Importantly, experiments allow us to infer causation. Observational studies do not.

1.3.3 Experimental Design Principles

We have some additional things to think about for experiments, starting with our experimental design principles:

Control: two or more treatments are compared. We want to compare multiple treatments because it helps us be confident that our treatments are causing the effect we are observing. For example, if we wanted to know whether ibuprofen reduces pain from headaches, we would want to compare the use of ibuprofen to, for example, not taking any painkiller. This comparison allows us to confirm that any reduction in pain happened because of the ibuprofen, rather than the pain reduction being something that would have happened over time even without the drug.

Randomization: experimental units are assigned to treatment groups, usually and preferably at random. Essentially, we want each treatment group to look like a mini random sample and, just like with samples, that random assignment helps ensure that each group is representative of the population.

Replication: a large enough sample size is used to test each treatment many times (on many different experimental units). Perhaps the best way to think about why this is important is to think of the scenario where there is only one case in each treatment group. With such a small number in each group, we would have no way of knowing if the treatment is causing some effect or if any changes are happening by random chance. By selecting a larger sample size, we essentially “average out” the things that happen at random so that we can focus on the treatments themselves.

Blocking: if variables other than treatment are likely to have an impact on study outcome, we use blocks. Blocks give us a little bit of additional control over making sure that each treatment is representative of our population.

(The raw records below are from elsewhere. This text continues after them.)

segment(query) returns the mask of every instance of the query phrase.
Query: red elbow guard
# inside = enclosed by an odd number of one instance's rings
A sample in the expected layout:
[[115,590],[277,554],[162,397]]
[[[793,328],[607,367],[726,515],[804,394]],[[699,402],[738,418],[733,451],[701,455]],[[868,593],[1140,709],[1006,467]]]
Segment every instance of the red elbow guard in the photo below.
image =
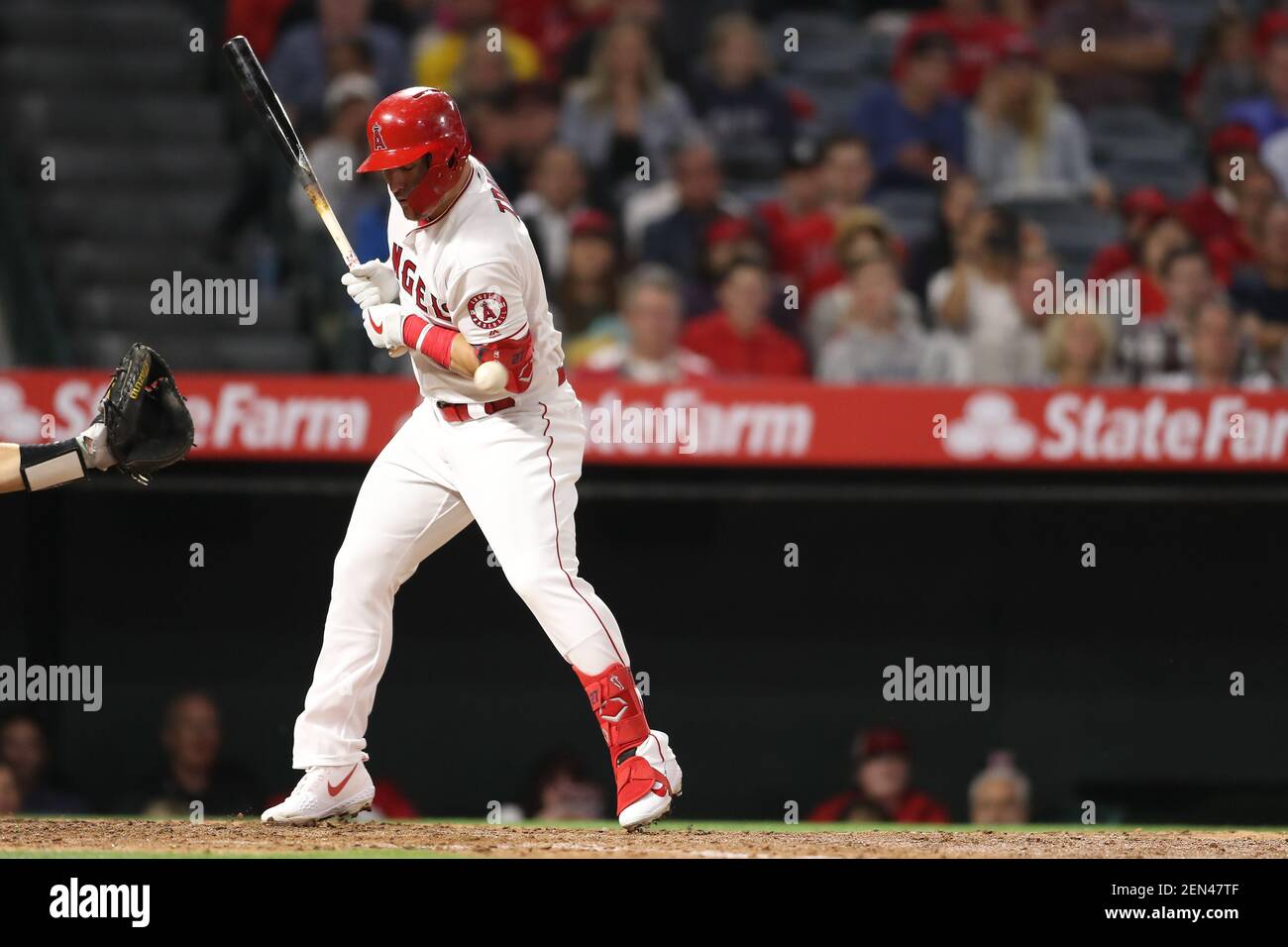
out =
[[403,345],[433,358],[444,368],[452,367],[452,339],[457,335],[460,332],[455,329],[431,325],[420,316],[403,320]]

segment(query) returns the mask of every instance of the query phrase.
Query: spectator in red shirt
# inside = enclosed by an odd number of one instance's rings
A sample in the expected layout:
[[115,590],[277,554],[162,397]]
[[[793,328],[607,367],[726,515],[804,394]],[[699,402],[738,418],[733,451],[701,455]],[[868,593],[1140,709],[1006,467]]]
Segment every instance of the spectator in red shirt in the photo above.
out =
[[781,196],[756,207],[769,238],[774,269],[791,273],[796,265],[796,244],[791,231],[796,222],[823,209],[823,152],[818,143],[801,138],[787,152],[787,165],[779,179]]
[[1266,218],[1278,200],[1279,186],[1274,175],[1257,158],[1249,158],[1243,180],[1234,184],[1233,232],[1203,241],[1212,271],[1226,286],[1235,282],[1240,272],[1257,265]]
[[833,242],[840,220],[867,201],[876,179],[872,153],[858,135],[838,135],[823,148],[820,167],[822,206],[802,214],[784,227],[775,246],[786,247],[779,265],[784,276],[800,287],[801,309],[817,292],[845,277],[836,263]]
[[1108,280],[1136,265],[1140,245],[1149,228],[1172,213],[1172,202],[1157,187],[1139,187],[1127,193],[1119,205],[1126,222],[1123,240],[1101,247],[1087,271],[1088,280]]
[[799,378],[806,374],[805,350],[769,321],[773,303],[769,273],[755,260],[735,260],[716,291],[720,309],[685,329],[685,348],[706,356],[716,372],[730,378]]
[[1167,259],[1190,242],[1185,225],[1175,216],[1154,223],[1141,241],[1140,260],[1119,276],[1140,280],[1140,317],[1157,320],[1167,312]]
[[614,332],[569,347],[569,363],[581,363],[577,378],[674,384],[711,375],[711,362],[680,348],[680,281],[666,267],[639,267],[622,287],[622,313]]
[[1257,133],[1248,125],[1222,125],[1208,138],[1208,184],[1185,198],[1177,213],[1199,242],[1212,237],[1233,238],[1239,231],[1235,218],[1234,158],[1244,169],[1257,160]]
[[860,733],[854,786],[820,803],[810,822],[948,822],[948,810],[912,787],[908,743],[896,729]]
[[940,6],[912,18],[895,54],[895,75],[918,36],[947,33],[957,48],[949,89],[958,98],[972,99],[984,73],[1001,58],[1006,43],[1023,35],[1021,30],[1006,17],[990,13],[984,0],[943,0]]

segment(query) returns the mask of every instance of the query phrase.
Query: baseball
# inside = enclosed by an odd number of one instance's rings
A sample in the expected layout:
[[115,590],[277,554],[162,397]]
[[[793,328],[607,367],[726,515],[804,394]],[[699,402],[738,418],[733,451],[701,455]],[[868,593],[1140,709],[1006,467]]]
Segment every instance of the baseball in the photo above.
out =
[[483,362],[474,371],[474,384],[483,389],[486,394],[500,394],[505,390],[505,383],[510,379],[510,372],[500,362]]

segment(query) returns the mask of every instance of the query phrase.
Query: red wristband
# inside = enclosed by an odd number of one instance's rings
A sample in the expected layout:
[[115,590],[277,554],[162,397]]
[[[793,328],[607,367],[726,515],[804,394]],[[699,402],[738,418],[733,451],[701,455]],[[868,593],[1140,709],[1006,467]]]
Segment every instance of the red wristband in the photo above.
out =
[[420,316],[403,320],[403,345],[433,358],[444,368],[452,367],[452,340],[460,332],[455,329],[430,325],[429,320]]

For example, I might separate patients in a medical study into “high risk” and “low risk” blocks. I would randomly assign all of the high risk patients to a treatment and then randomly assign all of the low risk patients to a treatment. This helps ensure an even distribution of high/low risk patients in each treatment group.

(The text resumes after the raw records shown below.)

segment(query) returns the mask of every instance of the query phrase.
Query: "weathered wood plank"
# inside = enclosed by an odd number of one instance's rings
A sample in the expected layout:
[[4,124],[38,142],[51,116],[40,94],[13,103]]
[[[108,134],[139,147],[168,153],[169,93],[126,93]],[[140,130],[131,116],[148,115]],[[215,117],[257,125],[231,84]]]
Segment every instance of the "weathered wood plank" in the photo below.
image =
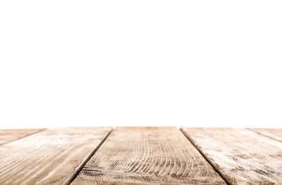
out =
[[282,184],[282,144],[246,129],[182,128],[231,184]]
[[175,127],[118,127],[74,184],[226,184]]
[[248,128],[258,134],[282,142],[282,129],[253,129]]
[[70,183],[110,127],[46,130],[0,147],[0,184]]
[[0,145],[19,139],[42,130],[43,129],[0,130]]

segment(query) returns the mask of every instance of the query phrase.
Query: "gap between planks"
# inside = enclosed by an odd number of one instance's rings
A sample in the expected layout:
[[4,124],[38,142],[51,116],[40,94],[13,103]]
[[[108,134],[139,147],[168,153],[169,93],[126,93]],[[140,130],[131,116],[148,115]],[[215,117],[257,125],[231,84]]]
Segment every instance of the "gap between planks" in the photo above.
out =
[[84,161],[82,162],[81,166],[78,169],[78,170],[68,179],[66,181],[66,183],[68,184],[70,184],[70,183],[75,179],[76,176],[79,174],[80,171],[83,169],[84,166],[87,164],[87,162],[91,159],[91,157],[94,155],[96,151],[100,148],[100,147],[103,144],[107,137],[110,135],[110,134],[113,132],[113,129],[110,130],[108,134],[100,141],[100,142],[97,145],[97,147],[94,149],[94,150],[90,152],[88,156],[86,156]]
[[216,166],[214,164],[214,163],[212,162],[212,161],[204,154],[204,153],[203,152],[203,151],[202,151],[202,149],[198,147],[195,143],[193,142],[193,140],[189,137],[189,135],[185,134],[185,133],[184,132],[184,130],[182,130],[182,128],[179,129],[180,131],[182,132],[182,134],[186,137],[186,138],[187,138],[187,139],[192,143],[192,144],[193,144],[193,146],[199,151],[199,152],[203,156],[203,157],[204,158],[204,159],[206,159],[206,161],[212,166],[212,168],[214,169],[215,171],[216,171],[216,173],[222,178],[222,179],[224,180],[224,181],[228,184],[228,185],[231,185],[231,184],[230,184],[228,181],[228,179],[226,179],[226,178],[225,178],[224,175],[222,174],[222,173],[216,168]]

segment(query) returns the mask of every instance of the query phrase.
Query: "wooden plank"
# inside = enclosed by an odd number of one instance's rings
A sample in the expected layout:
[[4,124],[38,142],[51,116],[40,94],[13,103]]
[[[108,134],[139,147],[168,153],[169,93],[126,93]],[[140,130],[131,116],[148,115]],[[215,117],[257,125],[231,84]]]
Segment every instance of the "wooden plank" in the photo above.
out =
[[246,129],[182,128],[230,184],[282,184],[282,144]]
[[69,184],[110,127],[50,129],[0,147],[0,184]]
[[249,128],[259,134],[268,137],[273,139],[282,142],[282,129],[253,129]]
[[0,145],[19,139],[42,130],[43,129],[0,130]]
[[175,127],[118,127],[74,184],[226,184]]

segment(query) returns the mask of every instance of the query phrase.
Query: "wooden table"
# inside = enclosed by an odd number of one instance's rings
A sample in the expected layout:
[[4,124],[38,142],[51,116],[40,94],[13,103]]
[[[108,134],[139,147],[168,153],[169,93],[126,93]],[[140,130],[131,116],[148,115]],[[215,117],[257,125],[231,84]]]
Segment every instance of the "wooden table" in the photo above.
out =
[[0,130],[0,184],[282,184],[282,130]]

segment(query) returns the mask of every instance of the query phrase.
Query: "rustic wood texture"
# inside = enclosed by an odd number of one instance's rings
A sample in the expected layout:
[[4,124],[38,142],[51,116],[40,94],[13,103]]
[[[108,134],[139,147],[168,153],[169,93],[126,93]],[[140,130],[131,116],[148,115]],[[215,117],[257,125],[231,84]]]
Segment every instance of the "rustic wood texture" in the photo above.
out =
[[182,128],[230,184],[282,184],[282,144],[246,129]]
[[0,146],[0,184],[66,184],[110,127],[50,129]]
[[118,127],[74,184],[226,184],[175,127]]
[[259,134],[282,142],[282,129],[249,129]]
[[0,145],[19,139],[42,130],[43,129],[0,130]]

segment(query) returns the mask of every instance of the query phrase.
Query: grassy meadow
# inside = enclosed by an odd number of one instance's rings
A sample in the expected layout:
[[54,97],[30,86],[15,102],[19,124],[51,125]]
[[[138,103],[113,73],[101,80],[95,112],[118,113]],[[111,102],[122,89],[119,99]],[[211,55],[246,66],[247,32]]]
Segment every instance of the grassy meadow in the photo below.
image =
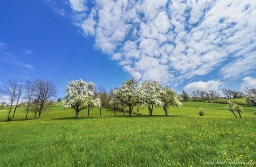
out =
[[93,108],[89,117],[85,109],[75,119],[75,111],[61,105],[52,105],[40,119],[30,113],[28,121],[24,108],[13,122],[3,121],[7,110],[0,110],[0,166],[256,165],[256,107],[243,106],[237,119],[225,104],[200,102],[184,102],[170,109],[170,116],[160,108],[151,117],[146,108],[131,117],[114,116],[110,108],[100,116]]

An experiment without blocking has a completely randomized design; an experiment with blocking has a randomized block design.

In an experimental setting, we talk about

Response variable: the characteristic of the experimental outcome being measured or observed.
Factor: a variable whose impact on the response variable is of interest in the experiment.
Levels: the possible values of a factor.
Treatments: experimental conditions (based on combinations of factor levels).

Example: Some entomologists are interested in the number of eggs laid by carrion beetles at different temperatures and different levels of moisture in the environment. They set up various enclosures for the beetles with temperatures either above or below freezing; and humidity levels of 10%, 50%, and 80%. After 24 hours in an enclosure, they check how many eggs were laid by each beetle.

In this scenario, the entomologists are interested in observing how different things impact number of eggs laid, so this is the response variable. The factors are temperature and humidity, the two variables our researchers think will impact that response variable. For humidity, the levels are 20%, 50%, and 80%; for temperature, the levels are “below freezing” and “above freezing”.

To get at the treatments, we need to consider all possible combinations of factor levels. That is, we need to think about all of the possible ways to combine the different temperatures and humidities:

20% humidity, below freezing.

50% humidity, below freezing.

80% humidity, below freezing.

20% humidity, above freezing.

50% humidity, above freezing.

80% humidity, above freezing.

There are six different combinations, which make up the six different treatments in this experiment.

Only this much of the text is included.